As he spoke, the wind shifted, and a new scent brought me up short in the middle of the road. Yumeko turned at my sudden halt, eyes questioning as she glanced back. “Tatsumi? Is something wrong?”
“Blood,” I muttered, causing the rest of them to stop, too. “I can smell it ahead.” The air was drenched with it, heavy with the scent of death and decay. “Something has happened. The town has been compromised.”
“Keep alert, everyone,” the shrine maiden warned, pulling an ofuda from her sleeve. At her feet, her dog bristled and bared his teeth at the gate, the hackles on his spine standing straight up. “We don’t know what’s on the other side, but we can assume that it’s not pleasant.”
I glanced at Yumeko. “Stay close to me,” I told her softly, and she nodded. I drew Kamigoroshi, bathing the gatehouse in purple light, and prodded the wooden door with the point of the blade. It groaned as it swung back, revealing the dark, empty town beyond.
Wooden buildings lined the street as we stepped through the gate into Umi Sabishi. Most were simple structures, standing on thick posts a few feet off the ground, weathered by decades of sea air and salt. Stones placed atop the roofs kept them from blowing away in a storm, and there were several buildings that leaned slightly to the left, as if wearied from the constant wind.

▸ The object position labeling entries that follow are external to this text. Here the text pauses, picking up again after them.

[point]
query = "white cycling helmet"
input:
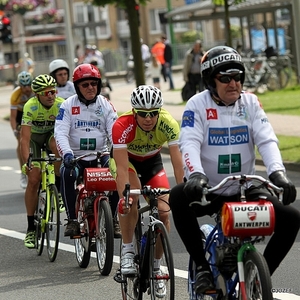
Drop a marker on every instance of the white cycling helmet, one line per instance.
(58, 64)
(146, 97)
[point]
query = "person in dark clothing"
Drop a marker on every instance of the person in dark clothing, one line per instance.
(168, 56)
(191, 69)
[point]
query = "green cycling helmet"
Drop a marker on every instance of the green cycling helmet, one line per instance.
(41, 82)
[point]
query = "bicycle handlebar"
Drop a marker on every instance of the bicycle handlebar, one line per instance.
(242, 179)
(146, 191)
(50, 158)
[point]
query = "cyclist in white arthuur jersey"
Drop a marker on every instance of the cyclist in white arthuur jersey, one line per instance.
(59, 69)
(219, 130)
(84, 124)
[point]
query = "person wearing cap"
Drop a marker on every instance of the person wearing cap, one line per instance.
(219, 131)
(37, 128)
(192, 69)
(60, 71)
(19, 97)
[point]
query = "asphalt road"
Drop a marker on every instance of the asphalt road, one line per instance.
(24, 275)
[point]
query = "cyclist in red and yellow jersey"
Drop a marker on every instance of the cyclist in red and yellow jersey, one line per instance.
(37, 129)
(18, 98)
(138, 137)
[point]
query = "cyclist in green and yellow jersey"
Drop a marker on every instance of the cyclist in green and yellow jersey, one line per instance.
(37, 129)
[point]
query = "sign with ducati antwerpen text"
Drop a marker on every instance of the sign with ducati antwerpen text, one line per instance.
(248, 218)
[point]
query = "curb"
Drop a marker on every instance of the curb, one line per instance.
(290, 166)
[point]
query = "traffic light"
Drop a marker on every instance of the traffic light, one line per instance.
(137, 9)
(5, 30)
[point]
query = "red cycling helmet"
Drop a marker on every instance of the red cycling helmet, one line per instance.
(84, 72)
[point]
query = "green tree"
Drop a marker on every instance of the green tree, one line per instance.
(227, 4)
(130, 7)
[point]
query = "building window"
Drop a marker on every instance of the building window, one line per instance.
(94, 20)
(41, 53)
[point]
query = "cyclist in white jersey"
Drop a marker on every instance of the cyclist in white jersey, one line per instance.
(83, 124)
(59, 69)
(219, 130)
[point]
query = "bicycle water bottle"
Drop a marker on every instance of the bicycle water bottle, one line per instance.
(143, 243)
(42, 200)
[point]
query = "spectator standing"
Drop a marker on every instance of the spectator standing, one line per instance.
(155, 70)
(168, 56)
(94, 55)
(59, 70)
(158, 51)
(192, 69)
(146, 55)
(19, 97)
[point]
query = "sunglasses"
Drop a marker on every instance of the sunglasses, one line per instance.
(87, 84)
(147, 113)
(47, 93)
(228, 78)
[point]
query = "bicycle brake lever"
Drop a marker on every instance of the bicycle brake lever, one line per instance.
(126, 194)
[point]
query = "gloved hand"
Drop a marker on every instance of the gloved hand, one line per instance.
(68, 160)
(194, 185)
(280, 179)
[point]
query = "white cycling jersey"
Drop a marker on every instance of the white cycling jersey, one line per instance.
(80, 129)
(219, 140)
(66, 91)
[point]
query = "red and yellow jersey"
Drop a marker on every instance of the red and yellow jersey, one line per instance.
(18, 99)
(141, 144)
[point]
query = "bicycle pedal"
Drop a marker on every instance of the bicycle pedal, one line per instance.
(212, 292)
(76, 237)
(118, 277)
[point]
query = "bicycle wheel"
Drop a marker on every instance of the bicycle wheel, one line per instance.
(104, 237)
(39, 219)
(53, 224)
(130, 286)
(82, 245)
(258, 283)
(162, 282)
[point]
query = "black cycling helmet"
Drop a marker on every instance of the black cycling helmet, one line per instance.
(220, 59)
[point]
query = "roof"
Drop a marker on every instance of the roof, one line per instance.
(206, 10)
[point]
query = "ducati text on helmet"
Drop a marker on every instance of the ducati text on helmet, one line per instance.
(146, 97)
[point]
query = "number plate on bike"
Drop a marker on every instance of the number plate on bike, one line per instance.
(99, 180)
(248, 219)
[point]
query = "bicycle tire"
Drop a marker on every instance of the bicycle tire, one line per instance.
(39, 219)
(167, 276)
(258, 282)
(130, 286)
(192, 276)
(104, 238)
(82, 245)
(53, 224)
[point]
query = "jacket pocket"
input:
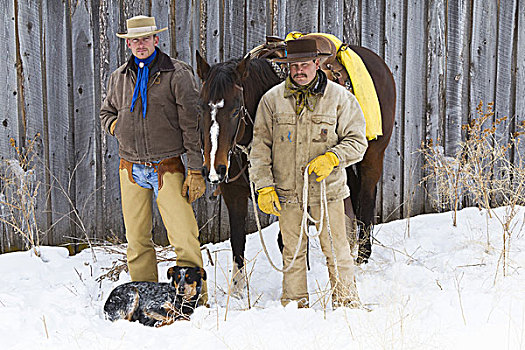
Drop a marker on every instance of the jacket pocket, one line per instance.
(124, 129)
(284, 151)
(323, 128)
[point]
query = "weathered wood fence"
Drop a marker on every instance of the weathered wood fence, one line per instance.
(446, 56)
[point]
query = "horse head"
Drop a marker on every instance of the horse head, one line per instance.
(222, 122)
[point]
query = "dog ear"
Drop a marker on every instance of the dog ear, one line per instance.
(203, 273)
(171, 273)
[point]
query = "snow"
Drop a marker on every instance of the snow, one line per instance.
(429, 285)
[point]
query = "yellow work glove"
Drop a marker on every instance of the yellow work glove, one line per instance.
(323, 165)
(269, 201)
(112, 128)
(194, 185)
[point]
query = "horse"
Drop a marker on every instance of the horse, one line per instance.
(228, 101)
(229, 97)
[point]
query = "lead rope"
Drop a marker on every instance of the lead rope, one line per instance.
(304, 223)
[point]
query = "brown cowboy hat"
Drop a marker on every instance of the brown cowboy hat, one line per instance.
(140, 26)
(301, 50)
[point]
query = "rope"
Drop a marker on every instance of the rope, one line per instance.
(304, 223)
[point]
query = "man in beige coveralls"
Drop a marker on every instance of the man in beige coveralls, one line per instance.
(308, 120)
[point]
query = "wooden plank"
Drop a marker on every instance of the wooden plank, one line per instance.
(255, 23)
(435, 95)
(183, 22)
(31, 103)
(352, 22)
(520, 79)
(373, 25)
(414, 127)
(57, 134)
(161, 10)
(84, 123)
(504, 103)
(9, 100)
(302, 16)
(110, 58)
(331, 17)
(234, 29)
(395, 36)
(214, 37)
(457, 95)
(278, 18)
(483, 54)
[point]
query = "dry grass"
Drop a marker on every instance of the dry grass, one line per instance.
(18, 194)
(486, 171)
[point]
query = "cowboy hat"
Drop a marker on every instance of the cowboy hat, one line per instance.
(140, 26)
(301, 50)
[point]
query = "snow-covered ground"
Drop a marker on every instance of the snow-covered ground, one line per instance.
(429, 286)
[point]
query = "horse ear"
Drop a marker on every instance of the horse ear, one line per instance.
(242, 67)
(203, 68)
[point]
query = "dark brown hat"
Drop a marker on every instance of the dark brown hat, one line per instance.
(301, 50)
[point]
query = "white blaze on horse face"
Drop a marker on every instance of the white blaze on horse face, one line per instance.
(214, 138)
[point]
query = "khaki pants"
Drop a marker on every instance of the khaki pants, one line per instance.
(294, 281)
(177, 215)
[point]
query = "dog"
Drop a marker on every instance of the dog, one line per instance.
(157, 304)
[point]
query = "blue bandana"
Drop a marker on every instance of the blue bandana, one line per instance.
(142, 82)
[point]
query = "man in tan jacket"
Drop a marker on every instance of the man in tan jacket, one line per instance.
(150, 108)
(308, 121)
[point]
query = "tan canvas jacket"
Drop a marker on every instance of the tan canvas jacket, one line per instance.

There were no people anywhere, livingordead. No bodies, dismembered limbs, even bloodstains, though the town itself bore signs of a terrible battle. Screens had been slashed open, walls had been torn down and items lay abandoned in the streets. An overturned cart, spilling its load of fish baskets into the mud, sat buzzing with flies in the middle of the road. A straw doll lay facedown in a puddle, as if the owner had dropped it and was unable to return. The streets, though saturated with water and churned to mud, had been gouged with the passing of dozens of panicked feet.
“What happened here?” the ronin muttered, gazing around with an arrow nocked to his bow. “Where is everyone? They can’t all be dead, we would’ve seen at least a few bodies.”
“Perhaps there was some sort of catastrophe and they all fled the town,” the noble mused, his hand resting on the hilt of his sword as he observed the empty streets.
“That doesn’t explain the state of the buildings,” I said, nodding to a pair of restaurant doors that had been ripped in half, the bamboo frames snapped and the rice paper shredded. “This place was attacked recently. And some of those attackers weren’t human.”
“Then where is everybody?” the ronin demanded again. “Was this place attacked by an army of oni that ate the townsfolk to a man? There’s no blood, no bodies, nothing. You’d think we would see some sign of what happened.”
The noble gazed around, and though his voice was calm, the hand resting on his sword hilt gave away his uneasiness. “Should we keep going forward or turn back?”